Sunday, March 3, 2013

The euro crisis is back

Europe's Reality Check

By Robert Samuelson
The euro crisis is back. Actually, it never left. But there was an extended period, beginning last summer, when Europe's political, business and media elites convinced themselves the worst had passed. The European Central Bank (ECB) -- Europe's Federal Reserve -- had tranquilized jittery bond markets. Italy and Spain, the two countries that might trigger a new crisis, would be able to borrow at reasonable interest rates, because the ECB had pledged to act as a lender of last resort. Though debtor nations still faced hard times, matters were slowly mending. So it was said.
No more. Italy's latest election quashes this optimism. The outcome seems a mix of absurdity and anarchy. One new political party, headed by a professional comedian named Beppe Grillo, received 26 percent of the vote. The business tycoon and former prime minister, Silvio Berlusconi, repeatedly pronounced politically dead, rose from the grave and almost won. Between Berlusconi's center-right coalition and Pier Luigi Bersani's center-left group (victor in the popular vote), there are major policy disagreements and, therefore, not much foundation for forming a government with a parliamentary majority.
But Italians did send a message. "The election wasn't just anti-austerity. It was also anti-German," says David Smick, editor of The International Economy magazine. "Berlusconi's rhetoric was very anti-German. In Italian politics now, it's dangerous to appear being the lapdog of [German Chancellor] Angela Merkel." In one dazzling stroke, Italian voters rejected both Europe's main response to high government debt -- cut spending, raise taxes -- and the policy's most powerful architect, Germany's Merkel. If Italy needs to be bailed out, the negotiations already look tortuous.
The resentment of austerity is no mystery. The Italian economy has contracted for six consecutive quarters; it is now 7.8 percent below its peak in the third quarter of 2007, reports economist Martin Schwerdtfeger of TD Economics. In 2013, the economy will shrink another 1 percent, he forecasts. Unemployment in December was 11.2 percent, up from 2007's 6.1 percent (annual average). This, too, will probably worsen in 2013. The point: Italians haven't gotten much return on their austerity.
Taxes went up. The value added tax (a sales tax) is scheduled to rise from 21 percent to 22 percent; there's a new tax on homes. Welfare benefits went down. The eligibility age for pensions (once 65 for men and 60 for women) is being raised to 67 by 2022. And yet, the debt picture hasn't improved. Interest payments and a contracting economy (gross domestic product) mean that the debt burden is worsening, notes Jeffrey Anderson of the Institute of International Finance, an industry think tank. Debt rose from 120 percent of GDP in 2011 to 127 percent in 2012, says the Organization for Economic Cooperation and Development.
Without stronger economic growth, Italy can't generate jobs and the tax revenues to shave the debt. Even before the financial crisis, growth was dismal, averaging less than 1 percent annually from 2001 to 2008. What obstructs it, many economists argue, are protections for firms and workers that provide privileges for some but discourage -- or prevent -- expansion.

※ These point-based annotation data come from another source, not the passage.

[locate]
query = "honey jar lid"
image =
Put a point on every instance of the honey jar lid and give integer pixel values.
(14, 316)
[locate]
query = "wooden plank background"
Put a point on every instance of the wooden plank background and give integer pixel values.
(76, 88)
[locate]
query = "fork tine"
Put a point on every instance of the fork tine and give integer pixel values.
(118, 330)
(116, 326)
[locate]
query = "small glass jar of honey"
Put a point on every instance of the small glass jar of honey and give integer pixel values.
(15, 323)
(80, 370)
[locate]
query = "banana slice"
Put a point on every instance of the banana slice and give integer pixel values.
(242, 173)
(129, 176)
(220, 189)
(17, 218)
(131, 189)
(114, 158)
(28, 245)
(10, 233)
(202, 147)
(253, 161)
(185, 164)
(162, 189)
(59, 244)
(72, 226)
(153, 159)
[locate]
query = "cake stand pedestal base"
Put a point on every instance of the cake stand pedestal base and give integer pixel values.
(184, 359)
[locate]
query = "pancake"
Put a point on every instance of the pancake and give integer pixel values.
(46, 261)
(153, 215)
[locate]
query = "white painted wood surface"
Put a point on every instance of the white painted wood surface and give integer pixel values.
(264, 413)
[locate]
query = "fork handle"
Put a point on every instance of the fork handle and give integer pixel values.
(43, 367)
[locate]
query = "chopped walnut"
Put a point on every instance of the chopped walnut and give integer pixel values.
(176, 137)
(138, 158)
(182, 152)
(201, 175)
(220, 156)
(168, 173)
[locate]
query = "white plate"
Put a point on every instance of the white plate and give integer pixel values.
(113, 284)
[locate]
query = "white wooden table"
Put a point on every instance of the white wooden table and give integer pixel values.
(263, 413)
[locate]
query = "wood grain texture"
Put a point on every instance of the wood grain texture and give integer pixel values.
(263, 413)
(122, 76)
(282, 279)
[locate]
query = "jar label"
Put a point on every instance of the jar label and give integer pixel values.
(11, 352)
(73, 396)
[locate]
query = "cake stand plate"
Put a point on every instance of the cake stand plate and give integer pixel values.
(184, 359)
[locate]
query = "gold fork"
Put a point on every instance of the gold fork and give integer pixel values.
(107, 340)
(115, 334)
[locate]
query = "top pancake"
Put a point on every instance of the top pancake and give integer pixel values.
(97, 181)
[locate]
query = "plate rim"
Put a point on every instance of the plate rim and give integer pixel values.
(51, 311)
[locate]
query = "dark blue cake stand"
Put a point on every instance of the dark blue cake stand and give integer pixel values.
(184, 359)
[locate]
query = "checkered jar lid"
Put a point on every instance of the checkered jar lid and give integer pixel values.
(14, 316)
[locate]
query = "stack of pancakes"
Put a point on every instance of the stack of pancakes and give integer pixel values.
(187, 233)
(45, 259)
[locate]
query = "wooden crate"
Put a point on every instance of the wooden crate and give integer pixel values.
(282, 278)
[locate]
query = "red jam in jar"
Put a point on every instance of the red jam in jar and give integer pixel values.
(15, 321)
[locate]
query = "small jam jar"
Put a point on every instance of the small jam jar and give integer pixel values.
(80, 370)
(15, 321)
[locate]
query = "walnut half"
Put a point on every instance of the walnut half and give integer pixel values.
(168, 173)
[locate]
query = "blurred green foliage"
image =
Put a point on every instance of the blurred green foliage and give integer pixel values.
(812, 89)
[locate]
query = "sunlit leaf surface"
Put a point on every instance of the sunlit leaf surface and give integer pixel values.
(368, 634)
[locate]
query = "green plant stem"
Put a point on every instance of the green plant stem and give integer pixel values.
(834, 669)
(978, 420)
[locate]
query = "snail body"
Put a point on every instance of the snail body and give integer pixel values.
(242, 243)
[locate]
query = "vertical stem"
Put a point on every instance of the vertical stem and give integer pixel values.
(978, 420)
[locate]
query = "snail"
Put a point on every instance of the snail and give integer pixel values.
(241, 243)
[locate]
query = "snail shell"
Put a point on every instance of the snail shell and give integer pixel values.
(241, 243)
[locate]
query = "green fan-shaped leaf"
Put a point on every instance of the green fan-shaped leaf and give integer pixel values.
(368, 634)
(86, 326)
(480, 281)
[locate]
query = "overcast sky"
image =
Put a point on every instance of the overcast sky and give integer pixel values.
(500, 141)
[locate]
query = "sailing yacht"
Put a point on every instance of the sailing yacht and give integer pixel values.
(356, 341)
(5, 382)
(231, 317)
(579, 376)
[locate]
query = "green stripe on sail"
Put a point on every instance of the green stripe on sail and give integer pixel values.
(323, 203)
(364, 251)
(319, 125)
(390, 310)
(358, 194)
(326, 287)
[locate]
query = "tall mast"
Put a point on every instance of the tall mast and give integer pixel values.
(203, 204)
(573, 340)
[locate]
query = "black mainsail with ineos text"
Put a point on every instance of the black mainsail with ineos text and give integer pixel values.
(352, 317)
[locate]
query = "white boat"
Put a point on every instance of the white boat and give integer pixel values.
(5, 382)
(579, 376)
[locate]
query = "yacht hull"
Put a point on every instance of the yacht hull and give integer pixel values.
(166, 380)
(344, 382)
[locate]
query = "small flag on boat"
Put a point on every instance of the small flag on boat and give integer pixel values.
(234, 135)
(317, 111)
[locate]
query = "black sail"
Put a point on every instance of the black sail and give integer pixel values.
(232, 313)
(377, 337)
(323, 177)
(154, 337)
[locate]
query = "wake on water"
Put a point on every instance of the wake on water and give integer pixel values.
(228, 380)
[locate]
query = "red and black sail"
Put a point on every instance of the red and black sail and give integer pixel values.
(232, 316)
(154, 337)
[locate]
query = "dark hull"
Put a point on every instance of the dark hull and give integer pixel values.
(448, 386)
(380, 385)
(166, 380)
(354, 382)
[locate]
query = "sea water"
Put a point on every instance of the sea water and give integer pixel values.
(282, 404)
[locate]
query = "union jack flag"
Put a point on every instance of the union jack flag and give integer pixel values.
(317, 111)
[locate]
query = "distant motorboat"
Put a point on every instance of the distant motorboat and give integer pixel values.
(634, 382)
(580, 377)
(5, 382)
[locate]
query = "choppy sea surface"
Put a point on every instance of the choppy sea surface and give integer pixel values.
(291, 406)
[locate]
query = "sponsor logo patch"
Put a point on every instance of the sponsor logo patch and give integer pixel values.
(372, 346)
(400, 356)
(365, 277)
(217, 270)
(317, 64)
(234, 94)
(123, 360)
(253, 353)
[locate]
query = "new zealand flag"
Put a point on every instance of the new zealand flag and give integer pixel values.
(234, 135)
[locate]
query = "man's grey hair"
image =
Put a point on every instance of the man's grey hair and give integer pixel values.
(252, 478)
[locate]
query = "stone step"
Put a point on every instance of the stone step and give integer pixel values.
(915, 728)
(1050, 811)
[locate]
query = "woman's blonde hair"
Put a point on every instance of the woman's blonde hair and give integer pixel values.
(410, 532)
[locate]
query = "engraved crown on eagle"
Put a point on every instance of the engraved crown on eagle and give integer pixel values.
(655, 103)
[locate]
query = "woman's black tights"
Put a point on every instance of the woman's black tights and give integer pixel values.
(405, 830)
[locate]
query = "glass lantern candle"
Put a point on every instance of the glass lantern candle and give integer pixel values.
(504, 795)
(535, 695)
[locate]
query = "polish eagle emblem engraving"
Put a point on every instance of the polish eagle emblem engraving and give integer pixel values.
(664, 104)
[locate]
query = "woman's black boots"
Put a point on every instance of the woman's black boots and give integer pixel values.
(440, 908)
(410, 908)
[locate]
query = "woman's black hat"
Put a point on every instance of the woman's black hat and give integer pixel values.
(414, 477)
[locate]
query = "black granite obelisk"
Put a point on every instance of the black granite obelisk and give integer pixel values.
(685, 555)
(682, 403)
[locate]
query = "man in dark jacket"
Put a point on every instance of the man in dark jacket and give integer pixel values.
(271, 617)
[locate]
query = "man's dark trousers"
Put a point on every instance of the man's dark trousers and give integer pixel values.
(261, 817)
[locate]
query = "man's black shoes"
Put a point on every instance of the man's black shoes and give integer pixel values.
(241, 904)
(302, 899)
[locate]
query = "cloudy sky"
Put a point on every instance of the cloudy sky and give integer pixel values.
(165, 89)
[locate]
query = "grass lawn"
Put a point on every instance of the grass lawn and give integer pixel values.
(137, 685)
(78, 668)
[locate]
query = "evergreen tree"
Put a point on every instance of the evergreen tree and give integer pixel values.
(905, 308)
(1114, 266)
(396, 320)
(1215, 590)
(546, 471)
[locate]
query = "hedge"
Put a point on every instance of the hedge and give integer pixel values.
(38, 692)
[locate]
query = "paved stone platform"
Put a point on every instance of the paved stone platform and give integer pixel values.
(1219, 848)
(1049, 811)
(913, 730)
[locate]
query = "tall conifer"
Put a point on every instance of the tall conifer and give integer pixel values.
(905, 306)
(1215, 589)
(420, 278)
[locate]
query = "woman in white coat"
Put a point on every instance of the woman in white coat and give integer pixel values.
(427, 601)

One example is Article 18 of Italy's labor law that makes it hard for firms to fire workers. "If you can't fire, you won't hire," says Matthew Melchiorre of the Competitive Enterprise Institute, a free-market think tank. Firms have an incentive to stay small. Italy has the largest share of employment in micro-firms (under 10 workers) in the European Union, he says.
At least 28 service sectors -- taxi drivers, pharmacists, lawyers, accountants -- enjoy licensing and other restrictions that limit competition. Rome has 2.2 taxis for each 1,000 people, much fewer less than Paris (7.7) or London (8.1), says Melchiorre. Italy's recent government under Mario Monti curbed some of these restrictions but was stymied in enacting more sweeping overhauls. Some economists believe that major "structural" changes would accelerate growth, but estimates of how much are mostly guesswork.
The day after the election, the rate on Italy's 10-year government bonds rose from 4.5 percent to 4.9 percent -- a large one-day move. That's still well below last summer's peak of 6.6 percent, but if financial markets decide that Italy's situation is slipping out of control, it will slip out of control. Interest rates will rise; the debt burden will increase. At some point, Italy -- the eurozone's third largest economy -- might need a bailout. Spain -- the fourth largest -- might too.
The amounts required would dwarf the rescues of Greece, Portugal and Ireland. Agreement would be hardly guaranteed. As conditions for aid, the ECB and Germany have insisted on precisely the austerity and structural changes that Italian voters just rejected. Could Italy, backed by other debtor nations, force changes in old policies and, if not, what happens? Europe's future remains in play.